Malat1 regulates genes involved in synaptogenesis in cultured hippocampal neurons. (A–J) Developmental time course of Malat1 RNA-FISH signal (A–E) and synapsin I immunoreactivity (IR) (F–J) in pyramidal neurons (py) of the mouse hippocampus (CA3) between post-natal day 0 (P0) and P28. First punctate signals of synapsin I-IR and first Malat1-FISH signals were detected in the stratum radiatum (sr) at P7 and increases until P28. Scale bar, 25 μm. (K) Synapsin immunoreactivity in cultured hippocampal neurons transfected with Malat1 antisense oligodeoxynucleotides (AS) or control scrambled oligodeoxynucleotide (Scr).
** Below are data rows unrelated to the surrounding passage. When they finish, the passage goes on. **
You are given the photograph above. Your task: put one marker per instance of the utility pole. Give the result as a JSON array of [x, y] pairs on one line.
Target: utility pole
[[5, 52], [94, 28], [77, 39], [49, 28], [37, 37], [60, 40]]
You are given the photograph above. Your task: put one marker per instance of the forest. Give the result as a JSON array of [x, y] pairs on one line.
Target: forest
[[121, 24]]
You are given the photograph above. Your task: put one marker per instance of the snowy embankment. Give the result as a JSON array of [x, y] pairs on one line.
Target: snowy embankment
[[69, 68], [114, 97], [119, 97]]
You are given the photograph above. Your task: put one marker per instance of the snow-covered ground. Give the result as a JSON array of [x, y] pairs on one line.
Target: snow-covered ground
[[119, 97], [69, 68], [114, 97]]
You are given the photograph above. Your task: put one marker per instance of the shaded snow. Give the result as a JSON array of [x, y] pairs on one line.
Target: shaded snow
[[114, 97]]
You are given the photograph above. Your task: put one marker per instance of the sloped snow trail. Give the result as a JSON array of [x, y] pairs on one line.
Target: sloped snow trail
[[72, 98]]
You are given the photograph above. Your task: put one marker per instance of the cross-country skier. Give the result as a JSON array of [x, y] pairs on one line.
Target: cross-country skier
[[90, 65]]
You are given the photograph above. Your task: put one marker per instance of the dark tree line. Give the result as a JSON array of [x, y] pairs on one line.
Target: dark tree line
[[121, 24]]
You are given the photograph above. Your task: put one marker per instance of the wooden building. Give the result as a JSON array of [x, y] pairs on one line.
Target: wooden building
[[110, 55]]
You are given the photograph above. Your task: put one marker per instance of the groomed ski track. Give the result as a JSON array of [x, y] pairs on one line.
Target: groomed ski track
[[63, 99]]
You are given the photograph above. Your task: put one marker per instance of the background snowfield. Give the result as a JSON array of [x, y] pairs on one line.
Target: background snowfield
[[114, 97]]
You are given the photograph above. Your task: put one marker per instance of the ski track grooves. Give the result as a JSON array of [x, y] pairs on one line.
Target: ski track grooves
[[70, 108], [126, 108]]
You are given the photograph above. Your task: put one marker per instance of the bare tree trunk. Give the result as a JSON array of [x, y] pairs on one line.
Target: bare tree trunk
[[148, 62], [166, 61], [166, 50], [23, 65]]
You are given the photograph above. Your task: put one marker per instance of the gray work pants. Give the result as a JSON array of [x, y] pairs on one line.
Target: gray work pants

Scale bar, 10 μm. Lower panels display higher magnifications of the outlined regions in the upper panels. Histogram shows the quantification of synaptic linear density in three independent experiments. Mean±s.e.m.; ^**P<0.0001, ANOVA. (L) Synapsin labelling (red) in neurons (green) transfected with a control vector (Ctl) or with Malat1 over-expressing vector (Malat1). Histogram shows the quantification of synaptic linear density in three independent experiments. Mean±s.e.m.; ^*P<0.001, ANOVA. (M) Synapsin labelling in neurons neighbouring control vector or Malat1 cDNA-transfected neurons. Histogram shows the quantification of synaptic linear density in three independent experiments. Mean±s.e.m.; P=0.49, ANOVA. (N) Quantification by quantitative RT–PCR of mRNA encoding several genes upon transfection of three independent cultures of neurons with Malat1 antisense oligonucleotides (AS1, grey bars; AS4, black bars) or with control scrambled oligodeoxynucleotide (Scr, white bars). Mean±s.e.m. relative to Actin mRNA level ^**P<0.03; ^*P<0.05 Mann–Whitney U-test.